Он рассмеялся и выдернул, закручивая своими толстыми пальцами, бледно-рыжий клок из своей несимметричной бородки.
— Наконец я встретил Ванду, которая обладала всеми внешними чертами, присущими ее среде. И то, что она была рядом, что я мог ее достать, наполнило меня тысячами догадок, домыслов, которые льстили моим требованиям. Я провел эту операцию так солидно, что даже тогда, когда я убедился в глупости своих домыслов, мне не удалось оторваться. И это, пан Дзевановский, моя любовь. А теперь представьте себе фанатичного исследователя, который за алтарем святыни построил машину для создания чудес, а в чудеса перестал верить, но стоит ему запустить машину, и он падает распластавшись перед ее штучками. Вот тебе мой здоровый мужицкий разум и моя здоровая психика.
Дзевановский был ошеломлен. Он часто разговаривал со Щедронем и не один раз удивлялся его гражданскому мужеству в демонстрации собственных, наиболее интимных переживаний. Это было геройство, на которое Дзевановский в обычных обстоятельствах не решился бы, особенно по отношению к другому мужчине. Он не сумел бы отказаться от того заслона, который дает возможность спрятаться, просто чувствовал бы себя безоружным и еще более слабым. А Щедронь, и что самое интересное, даже сейчас казался одинаково сильным и непобежденным. Возможно, потому, что каждое его высказывание будило в Дзевановском протест, каждый его вывод Дзевановский мысленно сопровождал знаком вопроса. Но в одном Дзевановский был сейчас абсолютно уверен: он любил Анну, и, более того, она нужна была ему, казалась необходимой. У него рождаются не амбиции, не снобизм, у него все совершенно иначе…
Он не умел свободно рассуждать в чьем-то присутствии, а особенно когда на него смотрели пристальные и изучающие глаза Щедроня.

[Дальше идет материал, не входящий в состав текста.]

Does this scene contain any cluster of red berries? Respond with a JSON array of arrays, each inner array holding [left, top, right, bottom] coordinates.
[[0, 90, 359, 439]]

Он попрощался и вышел. На улице встретил возвращавшуюся Ванду и Шавловского, который, размахивая руками, в чем-то убеждал ее. Они поздоровались, и, поскольку Шавловский не переставал разглагольствовать, Дзевановский вынужден был стоять и слушать. Наконец Шавловский схватил его за пуговицу и назойливо спросил:
— Что, правда? Правда?!
Этого было уже достаточно.
— Не знаю, и нет мне до этого никакого дела, — бросил он раздраженно, поцеловал руку Ванде и ушел. Удаляясь, он еще услышал вслед изумление: «А с этим сегодня что?» — и ускорил шаги.
В доме была уже полная тишина. Все спали. На столике в прихожей лежало адресованное ему письмо в бледно-голубом конверте. Адрес был написан круглым красивым почерком. Письмо от Анны.
Дзевановский взял его и пошел в комнату. Не снимая шляпы, сел на тахту. Он всматривался в голубые буковки и не находил достаточно отваги, чтобы открыть конверт.
ГЛАВА 3
Ванда Щедронь не могла этого заметить ни в настроении Дзевановского, ни в его поведении, хотя интуитивно почувствовала произошедшую в нем перемену. И если она никоим образом не реагировала на эту перемену, то такое ее поведение объяснялось рядом причин, и прежде всего тем, что просто не было за что зацепиться. Он по-прежнему часто встречался с ней, делился наблюдениями, высказывался с врожденным тактом, всегда искусно правил ее ошибки, бесстрастно, как всегда, но тем не менее внимательно интересовался всем, чем бы она ни занималась, в ласках был даже более изобретателен. И все же она знала, неизвестно откуда и на каком основании, но определенно знала, что у него есть другая женщина.